Sunday, February 3, 2019



Pitch Darkby Renata Adler

I enter a small town:  and, as I round a curve, on the cobbled road, I hear and slightly fee a sort of crack, or smack, on my side of the car.  I think I’ve grazed a truck, a very large truck, parked half on the sidewall, have in the road, along the curve.

This is Adler’s second and final novel, and it bears a strong resemblance to her first – Speedboat.  Both are structured around short, elliptical passages of action, description, narration and dialogues and these snippets slowly build a larger narrative.  In this case, it is the story of Kate Ennis.  I would not know that name if it were not mentioned in the blurb on the back of the book, and while that little summary says the book is about her separation from her married lover of eight years, there is little told of that separation, though it is clearly established through a repeating refrain of phone calls in which the lover complains that she has left and the narrator denies it.

However, we know she has left because most of the narrative involves her travels and interactions with people who seem to be helping her (usually unknowingly) get over the loss of this relationship.  The entire middle section of this short novel is given over to the story alluded to above. Kate goes for a vacation to Ireland and while driving to her friend’s mansion west of Dublin, gets into a fender bender with a parked truck.  The accident is recalled several times invivid detail as is her subsequent negotiations over reporting to insurance companies between her, the truck owner and the local constable.

Kate is convinced she is being cheated and drives off, late abandoning her dented, rented car in a small town in the middle of the night.  The rest of her stay in Ireland is one long paranoid episode of her trying to leave the country without alarming her guests or letting the police know that she is the criminal who left the scene of an accident and abandoned a rental car.  The paranoia and level of obsession with her getting caught seems out of all proportion to the alleged crime and it is immediately clear that her fear of being followed and her indecision about where to go have more to do with her breakup than with what she refers to later, repeatedly, as “the Irish thing.”

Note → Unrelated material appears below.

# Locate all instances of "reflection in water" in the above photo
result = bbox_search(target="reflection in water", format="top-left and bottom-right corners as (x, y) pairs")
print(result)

Like Speedboat, the mastery of structure maintained my interest as the shifting perspective and timeframes kept up a tension that was not native to the story being told.  Where Speedboat built to an emotional finish that made the very intellectual effort of putting the various incidents together pay off, Pitch Darkfails to ever build much emotional resonance.  Her relationship with the married man has devolved into odd, inconsequential phone calls and Adler ends with her narrator explaining the relationship between court cases and narrative in dry, technical terms.  While this reinforces the connection between “the Irish thing” and the breakup, it dampens any involvement the reader may have in that connection.  

However, the book did supply me with two interesting quotes about writing that are worth thinking about:

You are very busy.  I am very busy.  ….  So there is the pressure now, on every sentence, not just to say what it has to say, but to justify its claim upon our time.                           

… the reality I inhabit is already slant.

These two seem to reinforce a kind of anti-writing quality about Adler’s writing – as if the novel cannot capture reality and may not, therefore be worth the effort.  We hurtle along through the pitch dark on unknown roads and our later reflections on where we have been cannot live up to the reality of that run through the darkness.